Com o tempo, isso pode expandir a janela de tolerância. Por esta razão, Whitworth e outros pesquisadores disseram que o levantamento de peso pode ser uma ferramenta útil para pessoas submetidas à terapia de exposição, durante a qual os terapeutas encorajam os pacientes a se concentrarem em suas memórias traumáticas para incrementos curtos e controlados – não muito diferente da natureza cíclica do treinamento de força. Com o tempo, essa exposição pode neutralizar as memórias, bem como o estresse físico relacionado.
— A ideia é que eles possam ficar realmente ansiosos no início. Mas com o tempo, os pacientes começam a processar o fato de que essas memórias e sentimentos não são perigosos — afirma Whitworth.
Combinar essa terapia com exercícios de alta intensidade, com a musculação, segundo ele, pode ser particularmente benéfico.

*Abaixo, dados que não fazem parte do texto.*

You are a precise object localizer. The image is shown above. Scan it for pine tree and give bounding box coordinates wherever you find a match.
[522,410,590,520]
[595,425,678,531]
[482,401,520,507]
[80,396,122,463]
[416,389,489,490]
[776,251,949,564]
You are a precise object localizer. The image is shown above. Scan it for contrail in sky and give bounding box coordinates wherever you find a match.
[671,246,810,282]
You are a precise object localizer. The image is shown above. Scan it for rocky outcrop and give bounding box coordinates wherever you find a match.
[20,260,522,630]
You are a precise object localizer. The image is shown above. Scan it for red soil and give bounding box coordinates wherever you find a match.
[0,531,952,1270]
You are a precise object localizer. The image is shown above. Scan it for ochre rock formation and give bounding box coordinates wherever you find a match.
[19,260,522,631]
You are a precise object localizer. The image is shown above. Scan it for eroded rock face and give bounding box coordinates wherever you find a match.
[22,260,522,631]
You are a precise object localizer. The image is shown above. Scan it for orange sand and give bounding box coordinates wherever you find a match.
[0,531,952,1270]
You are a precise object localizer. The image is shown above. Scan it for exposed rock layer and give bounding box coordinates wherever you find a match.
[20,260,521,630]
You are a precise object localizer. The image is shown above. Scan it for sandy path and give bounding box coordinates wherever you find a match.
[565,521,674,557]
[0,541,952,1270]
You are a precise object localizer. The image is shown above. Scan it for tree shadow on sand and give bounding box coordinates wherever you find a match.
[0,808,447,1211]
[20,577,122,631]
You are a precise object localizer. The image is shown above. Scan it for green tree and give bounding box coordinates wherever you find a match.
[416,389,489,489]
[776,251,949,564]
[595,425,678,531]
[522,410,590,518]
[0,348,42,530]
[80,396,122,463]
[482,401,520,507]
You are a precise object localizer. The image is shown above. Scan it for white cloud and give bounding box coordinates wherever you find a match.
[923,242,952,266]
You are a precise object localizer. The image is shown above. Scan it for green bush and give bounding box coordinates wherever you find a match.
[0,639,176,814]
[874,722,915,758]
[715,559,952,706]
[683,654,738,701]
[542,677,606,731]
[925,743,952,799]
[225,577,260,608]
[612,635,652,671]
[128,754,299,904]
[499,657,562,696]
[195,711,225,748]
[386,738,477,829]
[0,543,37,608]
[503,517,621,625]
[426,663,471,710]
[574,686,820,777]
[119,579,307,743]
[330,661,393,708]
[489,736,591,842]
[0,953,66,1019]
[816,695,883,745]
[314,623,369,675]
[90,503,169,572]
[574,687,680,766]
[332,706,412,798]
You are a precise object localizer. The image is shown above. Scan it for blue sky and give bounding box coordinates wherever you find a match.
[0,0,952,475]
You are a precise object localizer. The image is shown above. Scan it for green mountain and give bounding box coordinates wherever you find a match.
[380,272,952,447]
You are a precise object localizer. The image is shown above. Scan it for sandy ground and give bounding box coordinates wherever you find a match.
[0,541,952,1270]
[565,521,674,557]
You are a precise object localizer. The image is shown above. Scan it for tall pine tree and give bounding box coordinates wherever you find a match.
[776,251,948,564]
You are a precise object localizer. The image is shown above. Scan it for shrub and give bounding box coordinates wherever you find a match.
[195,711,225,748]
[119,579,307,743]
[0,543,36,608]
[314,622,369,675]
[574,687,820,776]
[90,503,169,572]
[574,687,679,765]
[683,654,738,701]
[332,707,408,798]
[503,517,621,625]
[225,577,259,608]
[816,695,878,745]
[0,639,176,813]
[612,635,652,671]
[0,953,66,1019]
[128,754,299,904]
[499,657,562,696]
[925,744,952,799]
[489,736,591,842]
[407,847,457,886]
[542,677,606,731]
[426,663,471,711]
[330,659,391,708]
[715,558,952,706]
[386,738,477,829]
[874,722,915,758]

Para muitas pessoas com trauma, o levantamento de peso também as ajuda a se sentirem à vontade em seus corpos. Como Rooney explicou, “corpos são frequentemente os precursores do trauma e os portadores do trauma”, o que leva muitas pessoas a experimentar uma espécie de desconexão mente-corpo. Por exemplo, se alguém sofreu um trauma físico relacionado ao tronco, pode se sentir desconectado dessa parte do corpo como um mecanismo de enfrentamento. Mas a musculação pode ajudar a reconectar a mente e o corpo.

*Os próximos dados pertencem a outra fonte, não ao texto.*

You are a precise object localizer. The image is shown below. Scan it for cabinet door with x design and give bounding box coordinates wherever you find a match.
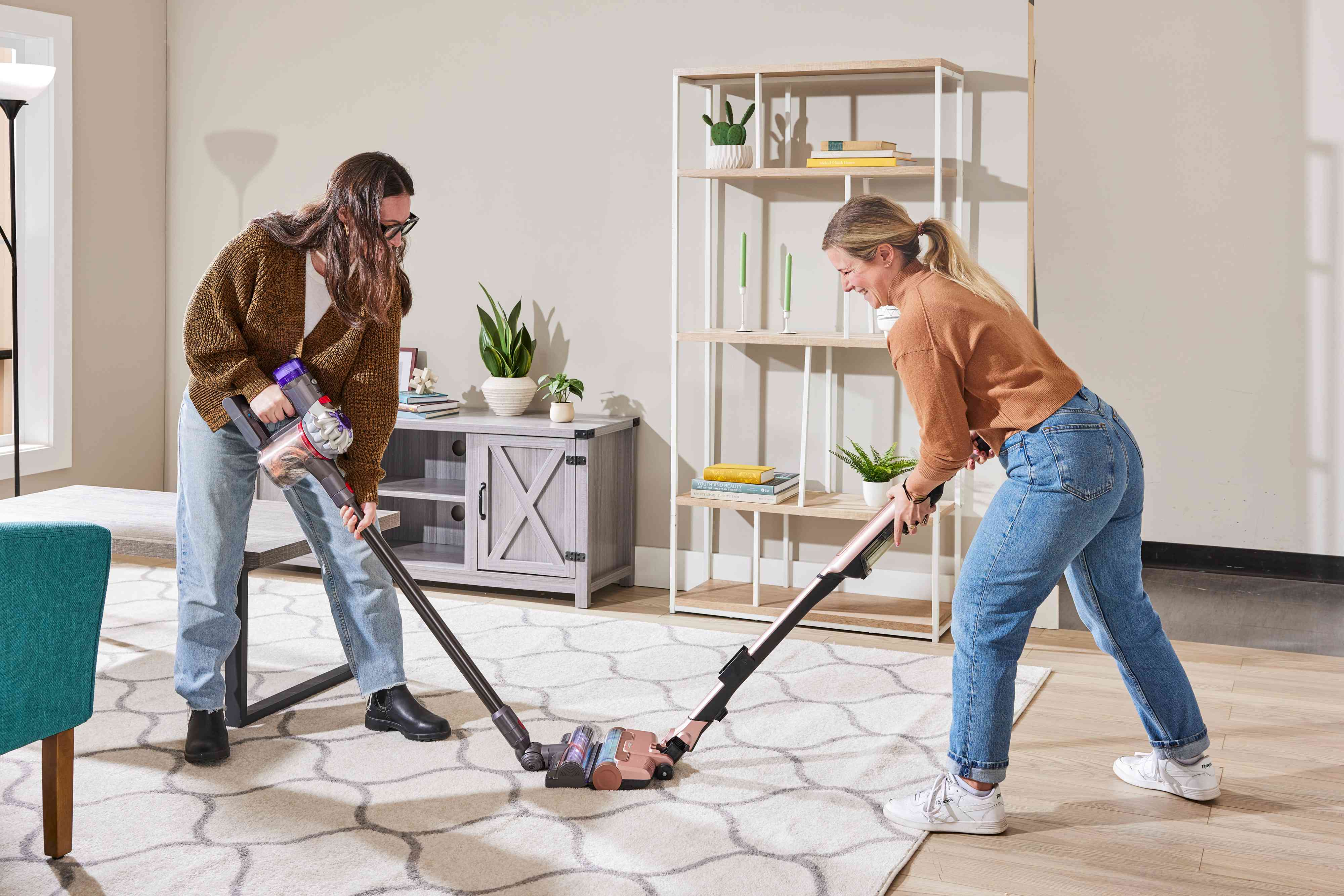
[469,435,577,579]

O agachamento durante a musculação, no qual se dobra o quadril e joelhos enquanto se coloca um peso nos ombros, é usado como exemplo por Rooney.
— Há algo em ter, por exemplo, uma barra nas costas que é como, "Uau, de repente eu posso sentir minha coluna. Eu posso sentir a parte de trás do meu corpo. E não me lembro da última vez que senti a parte de trás do meu corpo" — ela afirma.